Seattle: Manufacturing Technology Integration.

Like what you're reading? Subscribe to GeekWire's free newsletters to catch every headline


  • Han Seoul-Oh

    I can’t recall anything as of lately Boeing has brought to the table.

    • HeyNow

      Remote teams just means more finger pointing when it comes to troubleshooting a problem. The “conquer and divide” with teams everywhere subcontracting method is what got us the Obama care web site technical problems. No one talked to that peer down the hall. They just stuck to their own siloed function and created a mess. Later, the finger pointing and coverups by remote management teams who never had to socialize together or risk seeing one another in town. Meanwhile the labor is treated like it’s unvalued and why should they give a damn about speaking up about anything to improve quality?

  • FreddieMerc

    There is less and less reason to consider Boeing a competitive American company. Companies like Apple know that to get people from different divisions together to work on innovation in the same place is key to competitive innovation. To move things apart widely means they are just planning to compete on commodity and lowest labor costs and moving to a pre-1980 auto manufacturer scheme of a desire to break up employee power and social mixing as a primary goal, not competitive innovation and true research and development. We can watch while French and German designers begin to eat their lunch by having campuses where people collaborate and Boeing begs for more government welfare.

    • That Guy

      You mean like Microsoft’s campus?

  • Brian Myers

    @HeyNow: Your approach assumes that there is no engineering talent anywhere but Seattle, or that Seattle engineers are clearly superior to any other in the world. And that Seattle has enough engineering talent to supply a company the size of Boeing. Perhaps you need to rethink your premises.

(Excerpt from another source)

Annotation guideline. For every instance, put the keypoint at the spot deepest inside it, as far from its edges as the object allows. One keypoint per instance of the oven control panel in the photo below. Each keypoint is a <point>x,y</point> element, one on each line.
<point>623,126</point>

    Consider Deere. It has major engineering centers in the US, Germany, Brazil, China and India. A majority of its advanced product research engineers are outside the US. Its stock is up 400% in the last decade. Not bad for a 100 year old rust belt manufacturing company, wouldn’t you say? Boeing and Microsoft wish they had those results.

    Getting those widespread engineers to cooperate and share workflow is a skill just as much as the engineering itself. Show a little respect to those with the talent.

  • Tom Sharples

    So long as California and WA state governments insist on pushing an anti-business regulatory and pro big-labor agenda, this sort of thing will be the inevitable result. You keep electing empty-suit liberals like Insley, and you get what you vote for.